Watkins spoke of her personal experience – responding that she volunteered for OGA at the assembly for a decade, and “indeed I was bullied. Usually when a woman is treated in some kind of disrespectful way, especially a woman of color, we just won’t say anything.”

But she remembers a man saying, “Wow, she makes that clergy collar look good,” as he passed. And Watkins said many women ministers report having been harassed by men in their congregations – either by colleagues or members of the church. Policies are needed at church meetings to “treat women with respect and make them feel safe,” Watkins said.

Leadership

The PMA board elected Shannan Vance-Ocampo, general presbyter of the Presbytery of Southern New England, as its as chair-elect for 2020-2022, pending confirmation from the 2020 General Assembly.

Warren Lesane, the board’s current vice chair and executive and stated clerk for the Synod of Mid-Atlantic, will become chair following this summer’s General Assembly.

Shannan Vance-Ocampo

Once confirmed, Vance-Ocampo would then become chair-elect – meaning she’d become the board’s chair for 2022-2024.

In her written responses to questions about key issues facing the Presbyterian Mission Agency and the church (B.001 PN Report One 2020 February),  Vance-Ocampo wrote in part about prophetic ministry, continued implementation of the Matthew 25 initiative and consolidations in areas where there may be overlapping effort. She wrote of the value of “hearing and sharing stories of renewal” in the church, the importance of building trust and a sense of partnership, and the reality that immigrant fellowships are growing.  “Our international partners are seeing the United States as a new mission field,” she wrote, and the opportunity for collaborative faith-filled partnerships with diaspora communities exists.”

Worship

PMA board member Lindsay Herren-Lewis, associate pastor of Fairmount Presbyterian Church in Cleveland Heights, Ohio, preached during the board’s opening worship, from Micah 6:8 – the call to do justice, love kindness, walk humbly with God. Reflecting on her six years of service on the board, Herren-Lewis said, “I finally understand in my being what it means to be part of a connectional church and what a gift that is” – having seen PC(USA) ministry in different contexts from around the world, in big congregations and tiny ones, in the halls of Congress.

Lindsay Herren-Lewis managed to explode a beeswax candle in her microwave.

“Friends, it’s easy to believe the wisdom of the world and the wisdom of ourselves over the actual wisdom of God,” she said – using as one example her recent experiment, in an effort to leave a lighter carbon footprint, at making her own beeswax candles. Herren-Lewis’s stovetop adventure involved, among other things, beeswax, a recycled glass jar, an improvised double boiler, an enamel pitcher (bought used!) and a rash decision to put the concoction in the microwave (instead of calling her friend who used to work as a candlemaker).

“It’s power and prestige and the foolishness of one’s own power that goes unchecked that leads to exploding beeswax in one’s microwave,” she said. By the world’s standards of who’s important, “Jesus wouldn’t have been born in a stable. He would have been born in a palace, to parents who were married.”
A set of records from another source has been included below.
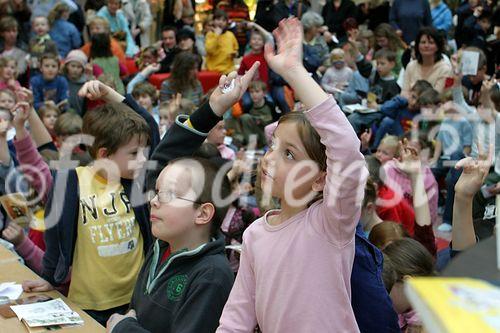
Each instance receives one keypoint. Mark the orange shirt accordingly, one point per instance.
(116, 49)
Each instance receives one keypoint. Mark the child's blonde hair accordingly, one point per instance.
(4, 61)
(5, 114)
(46, 108)
(185, 107)
(57, 12)
(108, 80)
(67, 124)
(9, 92)
(391, 141)
(97, 20)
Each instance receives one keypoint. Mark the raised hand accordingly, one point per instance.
(4, 127)
(221, 102)
(365, 139)
(151, 68)
(409, 161)
(289, 37)
(93, 90)
(21, 112)
(24, 95)
(13, 233)
(473, 175)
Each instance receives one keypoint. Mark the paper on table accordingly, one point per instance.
(470, 62)
(54, 312)
(11, 290)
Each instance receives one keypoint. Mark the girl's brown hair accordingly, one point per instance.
(9, 92)
(57, 12)
(4, 61)
(409, 258)
(385, 233)
(387, 31)
(309, 137)
(184, 62)
(46, 108)
(8, 23)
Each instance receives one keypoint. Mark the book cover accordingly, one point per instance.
(455, 305)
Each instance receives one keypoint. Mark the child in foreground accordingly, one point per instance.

But God cares about those on the margins, so walking with God means following a different path – guided by the wisdom of God incarnate, who was born in a stable and died on a cross, “and yet lives,” Herren-Lewis said.

Board member Lindsay Herren-Lewis preached about the value of a connectional church, and of setting aside the world’s ideas about power to follow God.

“We need to set aside time to learn God’s wisdom, to see the Spirit in community, and to figure out how to do the kind of justice that God calls us to.”

The meetings continue with the joint session Feb. 13 – including conversation about policy decisions ahead, about racism, about the Rules of Discipline Task Force and plans for the 2020 General Assembly, June 20-27 in Baltimore.